|
|
|
|
|
by ComputerGuru
2307 days ago
|
|
Honestly they’re being super mathematical about it but it’s really nothing fancy at all. SHA is designed to be used like this, CloudFlare hasn’t done anything remotely ingenious (and I wouldn’t mind except they go out of their way to talk about how much better their fancy new algorithm is compared to other multi-set intersection theories). E.g. 512-bit SHA-2 and SHA-3 may be truncated at 128 or 256 bits if that’s all the entropy you need (and you don’t need to be compatible with the formal SHA2/SHA3-512/256 spec). Here, CloudFlare is truncating to an intentionally low entropy of just 20 bits, not to reduce the security but rather to intentionally increase the collisions.
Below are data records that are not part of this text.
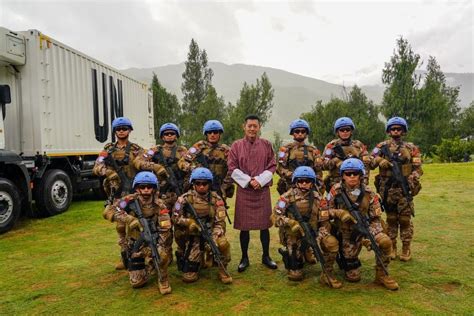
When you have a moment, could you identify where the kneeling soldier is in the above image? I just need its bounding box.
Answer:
[108,171,173,294]
[327,158,398,290]
[273,167,350,288]
[173,167,232,284]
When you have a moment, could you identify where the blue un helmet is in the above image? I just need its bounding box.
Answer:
[385,116,408,133]
[132,171,158,189]
[112,117,133,132]
[160,123,180,138]
[290,119,311,135]
[334,116,355,134]
[291,166,316,183]
[189,167,213,183]
[202,120,224,135]
[339,158,365,176]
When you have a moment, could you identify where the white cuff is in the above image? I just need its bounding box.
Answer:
[231,169,252,188]
[254,170,273,187]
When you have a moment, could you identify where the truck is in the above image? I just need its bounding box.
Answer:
[0,27,155,233]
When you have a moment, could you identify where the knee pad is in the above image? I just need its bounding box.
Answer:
[400,215,411,228]
[216,237,230,253]
[127,257,145,271]
[183,260,201,273]
[321,236,339,252]
[375,234,392,253]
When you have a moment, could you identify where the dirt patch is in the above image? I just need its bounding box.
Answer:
[232,300,252,313]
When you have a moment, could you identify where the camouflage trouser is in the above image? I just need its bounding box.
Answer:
[342,231,392,269]
[128,232,173,287]
[280,227,339,272]
[386,188,414,242]
[183,235,231,272]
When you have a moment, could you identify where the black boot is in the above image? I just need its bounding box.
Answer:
[237,257,250,272]
[262,255,278,270]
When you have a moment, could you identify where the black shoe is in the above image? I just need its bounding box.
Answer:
[237,257,250,272]
[262,256,278,270]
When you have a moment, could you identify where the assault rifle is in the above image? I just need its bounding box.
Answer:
[382,145,415,217]
[340,190,388,275]
[132,199,162,282]
[105,153,132,197]
[158,149,182,196]
[184,203,230,276]
[287,204,332,286]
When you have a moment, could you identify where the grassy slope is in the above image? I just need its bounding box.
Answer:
[0,163,474,314]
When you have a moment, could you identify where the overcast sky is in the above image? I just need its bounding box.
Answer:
[0,0,474,85]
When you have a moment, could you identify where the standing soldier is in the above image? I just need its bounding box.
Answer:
[92,117,142,270]
[327,158,398,290]
[107,171,173,295]
[179,120,234,205]
[273,167,351,288]
[323,117,370,191]
[173,167,232,284]
[135,123,186,209]
[371,117,423,261]
[276,119,323,195]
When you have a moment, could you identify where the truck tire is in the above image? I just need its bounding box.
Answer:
[35,169,73,216]
[0,178,21,234]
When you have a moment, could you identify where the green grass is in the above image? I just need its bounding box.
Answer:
[0,163,474,315]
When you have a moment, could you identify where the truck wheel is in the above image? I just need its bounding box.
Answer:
[35,169,72,216]
[0,179,21,234]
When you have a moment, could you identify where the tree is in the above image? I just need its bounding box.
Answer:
[224,73,274,144]
[181,39,214,113]
[408,56,459,155]
[301,86,384,150]
[382,37,421,124]
[181,39,221,146]
[151,73,181,142]
[457,101,474,138]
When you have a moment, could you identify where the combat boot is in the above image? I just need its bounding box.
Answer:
[375,267,398,291]
[390,239,397,260]
[218,267,232,284]
[183,272,199,283]
[304,248,316,264]
[345,268,360,282]
[158,275,171,295]
[129,269,148,289]
[288,270,303,281]
[400,242,411,261]
[319,272,342,289]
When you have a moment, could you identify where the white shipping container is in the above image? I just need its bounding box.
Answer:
[0,30,154,157]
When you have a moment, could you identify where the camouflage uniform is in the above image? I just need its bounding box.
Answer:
[327,182,398,290]
[107,193,173,294]
[173,190,232,283]
[276,141,324,194]
[273,187,342,288]
[92,142,142,269]
[178,140,235,201]
[371,139,423,261]
[135,143,187,209]
[323,138,371,191]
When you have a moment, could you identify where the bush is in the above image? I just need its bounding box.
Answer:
[436,137,474,162]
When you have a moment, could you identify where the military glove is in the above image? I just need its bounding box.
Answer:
[105,169,119,180]
[339,210,357,224]
[287,219,304,236]
[186,218,201,235]
[152,164,168,177]
[378,158,393,169]
[125,215,142,231]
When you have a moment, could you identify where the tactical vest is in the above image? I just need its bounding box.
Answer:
[286,144,314,171]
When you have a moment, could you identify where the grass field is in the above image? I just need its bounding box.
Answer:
[0,163,474,315]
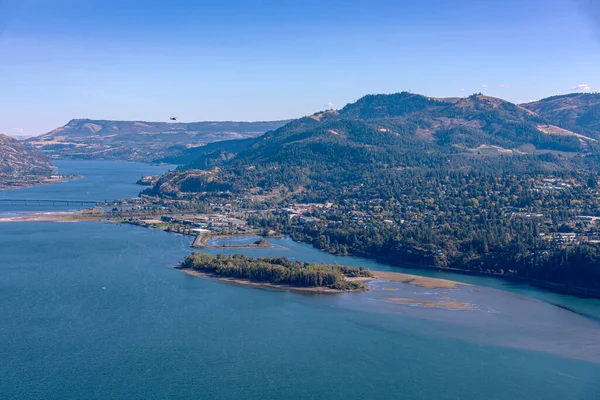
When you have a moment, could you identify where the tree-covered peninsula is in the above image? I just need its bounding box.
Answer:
[181,252,372,291]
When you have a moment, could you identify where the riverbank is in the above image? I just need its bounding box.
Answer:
[192,233,273,249]
[0,210,104,223]
[175,267,471,294]
[0,175,81,191]
[175,267,348,294]
[290,236,600,299]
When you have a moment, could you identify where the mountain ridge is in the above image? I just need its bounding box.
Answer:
[26,119,288,162]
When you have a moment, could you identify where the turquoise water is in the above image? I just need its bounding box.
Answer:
[0,162,600,399]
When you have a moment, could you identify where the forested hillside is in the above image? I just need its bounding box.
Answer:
[27,119,287,162]
[146,92,600,293]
It’s ultimately just a glorified hash table and as any CS student can tell you, the bucket size is just a function of the hash size (v1 of the api: 128-bit hash, v2 of the api: 20-bit hash). (I don’t like pretension.) |
|
I bet most people who haven't thought about it beforehand or heard the solution, would fail an interview question as "So, we have a database of 100s Million passwords and we want the user to check if his password is inside; without the user actually sending his password.. or his hash; without us outright revealing all our passwords/hashes to the user."
Their solution is a pretty good tradeoff imho.